Alex Morgan’s golden year continued when U.S. Soccer named the fleet footed striker their 2012 Female Athlete of the Year. With the vote split 50-50 between fans and U.S.Soccer officials/press, Morgan’s spectacular haul of 28 goals and 19 assists in 2012 were too much to overlook.
Also honored was defender Julie Johnston, who captained the United States to the gold medal in U20 World Cup in Japan this summer. Johnston won what U.S. Soccer described as one the closest votes ever taken in this category, edging Kealia Ohai, who scored the gold medal clinching goal, and midfielder Vanessa DiBernardo. Johnson was also honored as the third best player at the World Cup, winning the Bronze Ball, an unusual acknowledgement for a defender.

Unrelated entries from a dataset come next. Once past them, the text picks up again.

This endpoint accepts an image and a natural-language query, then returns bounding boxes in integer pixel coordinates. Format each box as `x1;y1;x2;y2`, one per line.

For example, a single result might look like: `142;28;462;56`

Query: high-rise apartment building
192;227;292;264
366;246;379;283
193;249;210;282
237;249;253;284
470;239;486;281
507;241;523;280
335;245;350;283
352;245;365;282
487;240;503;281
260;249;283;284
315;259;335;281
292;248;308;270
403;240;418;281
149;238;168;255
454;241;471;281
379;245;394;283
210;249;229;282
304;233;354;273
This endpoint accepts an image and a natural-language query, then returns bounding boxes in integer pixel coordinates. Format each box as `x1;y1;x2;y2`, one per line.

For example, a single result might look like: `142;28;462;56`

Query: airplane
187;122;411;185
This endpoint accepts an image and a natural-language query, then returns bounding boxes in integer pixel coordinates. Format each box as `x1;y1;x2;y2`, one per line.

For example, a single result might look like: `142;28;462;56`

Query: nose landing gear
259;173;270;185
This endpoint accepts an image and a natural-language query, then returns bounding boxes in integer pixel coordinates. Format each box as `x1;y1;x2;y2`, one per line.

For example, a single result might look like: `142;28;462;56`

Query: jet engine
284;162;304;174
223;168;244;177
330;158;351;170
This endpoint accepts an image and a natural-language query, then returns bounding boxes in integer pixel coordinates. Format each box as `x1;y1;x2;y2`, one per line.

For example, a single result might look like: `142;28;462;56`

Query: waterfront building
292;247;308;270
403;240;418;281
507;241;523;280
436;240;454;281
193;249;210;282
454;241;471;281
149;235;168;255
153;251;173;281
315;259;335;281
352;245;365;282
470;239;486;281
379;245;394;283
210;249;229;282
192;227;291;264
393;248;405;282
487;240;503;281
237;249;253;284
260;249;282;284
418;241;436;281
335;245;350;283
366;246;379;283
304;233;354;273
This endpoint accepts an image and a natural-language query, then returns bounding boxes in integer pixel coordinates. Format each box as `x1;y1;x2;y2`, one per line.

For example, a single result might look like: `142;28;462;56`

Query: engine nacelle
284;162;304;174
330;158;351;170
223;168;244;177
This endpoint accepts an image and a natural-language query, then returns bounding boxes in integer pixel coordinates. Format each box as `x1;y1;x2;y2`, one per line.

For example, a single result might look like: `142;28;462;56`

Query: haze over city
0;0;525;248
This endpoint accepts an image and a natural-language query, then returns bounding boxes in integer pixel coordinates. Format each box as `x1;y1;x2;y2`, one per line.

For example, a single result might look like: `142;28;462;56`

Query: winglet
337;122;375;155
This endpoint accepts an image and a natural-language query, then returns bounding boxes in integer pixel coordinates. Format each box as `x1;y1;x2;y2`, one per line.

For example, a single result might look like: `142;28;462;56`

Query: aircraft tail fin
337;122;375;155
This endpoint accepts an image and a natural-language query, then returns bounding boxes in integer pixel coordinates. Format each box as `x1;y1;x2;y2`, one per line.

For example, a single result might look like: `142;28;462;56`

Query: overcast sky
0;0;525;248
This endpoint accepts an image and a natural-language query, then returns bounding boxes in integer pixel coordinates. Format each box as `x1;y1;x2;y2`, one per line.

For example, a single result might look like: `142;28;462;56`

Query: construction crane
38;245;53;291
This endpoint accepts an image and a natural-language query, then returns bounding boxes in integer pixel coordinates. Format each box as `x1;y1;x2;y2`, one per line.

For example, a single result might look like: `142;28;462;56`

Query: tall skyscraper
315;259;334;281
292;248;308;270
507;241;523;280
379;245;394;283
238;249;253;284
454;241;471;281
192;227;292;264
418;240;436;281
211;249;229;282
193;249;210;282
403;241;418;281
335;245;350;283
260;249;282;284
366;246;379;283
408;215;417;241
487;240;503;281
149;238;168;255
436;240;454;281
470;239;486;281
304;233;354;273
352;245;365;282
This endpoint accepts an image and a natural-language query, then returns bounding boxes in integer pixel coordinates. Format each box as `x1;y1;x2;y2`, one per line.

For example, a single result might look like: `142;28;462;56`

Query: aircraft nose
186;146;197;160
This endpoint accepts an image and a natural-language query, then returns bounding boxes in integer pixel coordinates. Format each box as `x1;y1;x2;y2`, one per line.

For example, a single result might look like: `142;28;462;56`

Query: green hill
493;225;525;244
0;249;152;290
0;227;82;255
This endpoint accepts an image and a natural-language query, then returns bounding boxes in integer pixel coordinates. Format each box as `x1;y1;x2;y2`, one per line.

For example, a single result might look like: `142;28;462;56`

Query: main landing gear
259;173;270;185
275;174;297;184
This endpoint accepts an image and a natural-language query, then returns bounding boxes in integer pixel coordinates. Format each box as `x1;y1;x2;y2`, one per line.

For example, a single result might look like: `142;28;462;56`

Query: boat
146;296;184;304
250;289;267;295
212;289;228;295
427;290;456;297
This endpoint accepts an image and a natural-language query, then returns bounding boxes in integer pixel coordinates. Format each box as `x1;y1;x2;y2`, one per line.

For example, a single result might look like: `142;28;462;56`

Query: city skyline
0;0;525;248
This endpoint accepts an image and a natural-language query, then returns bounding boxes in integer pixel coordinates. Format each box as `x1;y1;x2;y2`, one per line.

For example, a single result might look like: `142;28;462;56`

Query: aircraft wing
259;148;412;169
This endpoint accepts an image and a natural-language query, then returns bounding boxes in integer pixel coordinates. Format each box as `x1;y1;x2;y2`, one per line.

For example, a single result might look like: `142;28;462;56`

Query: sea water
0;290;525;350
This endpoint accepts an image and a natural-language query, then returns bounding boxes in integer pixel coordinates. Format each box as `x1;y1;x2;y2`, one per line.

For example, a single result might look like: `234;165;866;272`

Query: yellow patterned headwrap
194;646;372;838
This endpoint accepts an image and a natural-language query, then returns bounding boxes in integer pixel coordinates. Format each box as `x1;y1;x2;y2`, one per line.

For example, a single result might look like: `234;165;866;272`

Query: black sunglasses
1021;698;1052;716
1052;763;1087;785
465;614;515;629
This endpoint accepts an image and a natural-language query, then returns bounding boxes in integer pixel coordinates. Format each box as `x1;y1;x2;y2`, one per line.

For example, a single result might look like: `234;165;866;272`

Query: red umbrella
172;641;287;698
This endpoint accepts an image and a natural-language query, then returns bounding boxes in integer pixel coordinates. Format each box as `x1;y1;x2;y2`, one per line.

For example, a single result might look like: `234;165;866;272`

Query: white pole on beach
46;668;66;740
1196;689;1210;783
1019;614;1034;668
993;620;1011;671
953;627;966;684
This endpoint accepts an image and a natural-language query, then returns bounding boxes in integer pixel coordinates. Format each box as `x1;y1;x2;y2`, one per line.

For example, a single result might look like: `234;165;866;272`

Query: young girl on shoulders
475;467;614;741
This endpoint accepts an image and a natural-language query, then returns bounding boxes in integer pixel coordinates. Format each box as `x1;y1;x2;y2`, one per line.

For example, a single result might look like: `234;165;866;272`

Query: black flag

But as usual the headlines go to Alex Morgan, who has gone from super sub on the silver medal World Cup team in 2011, to perhaps the best player in the world on the 2012 gold medal winners. Although impossible to prove, there is an argument to be made that the U.S. might have stood one step higher on the podium in 2011, had U.S. coach Pia Sundhage moved Morgan into the starting 11 just a bit sooner.
What cannot be disputed, however are Morgan’s statistics, statistics that place Alex Morgan’s 2012 season on the shortlist for the best ever by a United States women’s soccer player. With three games against China remaining this year, Morgan has a realistic chance to reach the 30 goal mark, joining Michelle Akers, and Abby Wambach. When you consider that Morgan also leads the national team in assists, by a wide margin; Megan Rapinoe is second with 11; you have a truly special season.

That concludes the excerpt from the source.